‘Clean’ and unbiased Big Data key to effective AI algorithms

AI algorithms developed using Big Data could help liberate providers to care more directly for their patients, say researchers, but developers need to guard against replicating potential data biases.
Jeff Rowe

Technologies including new AI and machine learning have the potential to address numerous health issues across entire populations, but only if researchers and developers ensure the data used are balanced and fully representative.

That’s the caution voiced in a recent commentary at npj Digital Medicine by researchers from Stanford University and the NYU School of Medicine.

Noting the “tsunami of big data” that is rapidly being gobbled up for purposes of developing AI algorithms, among other applications, the researchers point out that “such algorithms—agnostic to the sources, or validity, of the big data used for training—have the potential to worsen preexisting demographic disparities in healthcare. Racial biases anchored in historically biased training datasets have led to racially biased predictive models for criminal justice, hiring decisions, allocation of social services/benefits, issuance of supportive housing, and evaluation of child abuse.”

In broad terms, they argue, “(a)wareness of data deficiencies, structures for data inclusiveness, strategies for data sanitation, and mechanisms for data correction can help realize the potential of big data for a personalized medicine era. Applied deliberately, these considerations could help mitigate risks of perpetuation of health inequity amidst widespread adoption of novel applications of big data.”

In short, they say, "the concept of 'garbage in, garbage out' is of the utmost importance for medical algorithms trained on healthcare datasets and impacting patients downstream.”

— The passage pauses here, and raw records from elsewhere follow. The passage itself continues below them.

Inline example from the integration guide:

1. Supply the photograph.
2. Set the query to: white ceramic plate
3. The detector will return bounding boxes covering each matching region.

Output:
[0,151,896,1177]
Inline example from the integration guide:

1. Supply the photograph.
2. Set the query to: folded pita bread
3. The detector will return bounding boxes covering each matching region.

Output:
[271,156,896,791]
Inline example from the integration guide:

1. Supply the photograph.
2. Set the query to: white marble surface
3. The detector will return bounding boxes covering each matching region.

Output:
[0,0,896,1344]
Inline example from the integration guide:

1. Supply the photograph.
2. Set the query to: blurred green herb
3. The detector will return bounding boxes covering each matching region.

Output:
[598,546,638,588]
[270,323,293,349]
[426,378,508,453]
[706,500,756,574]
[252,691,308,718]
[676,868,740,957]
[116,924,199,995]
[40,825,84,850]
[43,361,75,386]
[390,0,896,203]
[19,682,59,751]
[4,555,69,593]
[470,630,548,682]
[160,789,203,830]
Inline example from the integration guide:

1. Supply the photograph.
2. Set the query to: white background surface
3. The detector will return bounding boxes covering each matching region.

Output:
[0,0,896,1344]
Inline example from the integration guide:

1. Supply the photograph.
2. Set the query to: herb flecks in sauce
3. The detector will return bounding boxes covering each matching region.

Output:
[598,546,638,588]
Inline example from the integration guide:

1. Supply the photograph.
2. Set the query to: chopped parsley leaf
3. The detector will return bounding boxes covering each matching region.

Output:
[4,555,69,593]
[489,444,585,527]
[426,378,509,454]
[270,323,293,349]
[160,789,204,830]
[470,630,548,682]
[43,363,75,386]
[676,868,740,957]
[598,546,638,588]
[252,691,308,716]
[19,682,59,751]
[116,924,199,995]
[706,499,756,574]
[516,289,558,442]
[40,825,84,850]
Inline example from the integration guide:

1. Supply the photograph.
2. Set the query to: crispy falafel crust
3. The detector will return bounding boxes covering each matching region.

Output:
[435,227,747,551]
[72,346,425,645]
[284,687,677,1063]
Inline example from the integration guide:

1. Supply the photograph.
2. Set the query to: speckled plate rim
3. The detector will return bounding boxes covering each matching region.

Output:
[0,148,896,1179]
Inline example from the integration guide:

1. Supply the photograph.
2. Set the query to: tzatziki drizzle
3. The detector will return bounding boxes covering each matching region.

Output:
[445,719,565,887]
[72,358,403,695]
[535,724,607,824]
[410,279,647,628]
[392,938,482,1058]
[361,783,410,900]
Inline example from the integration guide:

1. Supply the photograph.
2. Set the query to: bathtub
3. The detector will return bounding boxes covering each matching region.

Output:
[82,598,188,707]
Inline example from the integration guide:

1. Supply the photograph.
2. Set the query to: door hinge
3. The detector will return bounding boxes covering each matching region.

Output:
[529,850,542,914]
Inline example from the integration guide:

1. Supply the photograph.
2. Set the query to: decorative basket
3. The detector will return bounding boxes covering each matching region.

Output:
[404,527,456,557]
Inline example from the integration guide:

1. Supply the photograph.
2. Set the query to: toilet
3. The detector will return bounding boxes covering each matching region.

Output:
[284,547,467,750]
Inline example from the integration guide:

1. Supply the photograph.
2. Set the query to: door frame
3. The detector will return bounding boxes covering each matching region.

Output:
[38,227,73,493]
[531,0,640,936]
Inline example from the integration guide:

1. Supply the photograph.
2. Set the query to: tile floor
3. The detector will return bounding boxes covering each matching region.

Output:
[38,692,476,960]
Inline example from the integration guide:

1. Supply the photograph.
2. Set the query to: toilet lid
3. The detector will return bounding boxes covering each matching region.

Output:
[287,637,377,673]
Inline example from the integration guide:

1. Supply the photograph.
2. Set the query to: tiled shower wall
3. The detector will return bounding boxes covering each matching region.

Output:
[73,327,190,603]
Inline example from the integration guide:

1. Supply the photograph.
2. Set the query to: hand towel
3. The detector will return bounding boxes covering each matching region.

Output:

In response, the researchers recommend a number of strategies developers can take to protect data integrity, including increasing data transparency by annotating “training datasets with labeling metadata, (thus) documenting biases intrinsic to them;” redesigning data collection methods to ensure data variety beyond simply the volume, and providing practitioners attempting to interpret emerging studies with transparency into the characteristics of datasets.

Moreover, they note, given the increased use of ever-greater amounts of patient data, “across all of these strategies, privacy of patient health information (PHI) must be prioritized.  . . . Compromise of privacy amidst accelerating data generation and use threatens the medical, financial, and social wellbeing of patients: for instance, discrimination in health insurance and job employment on the basis of PHI can perpetuate health disparities by impacting access to services and medications.”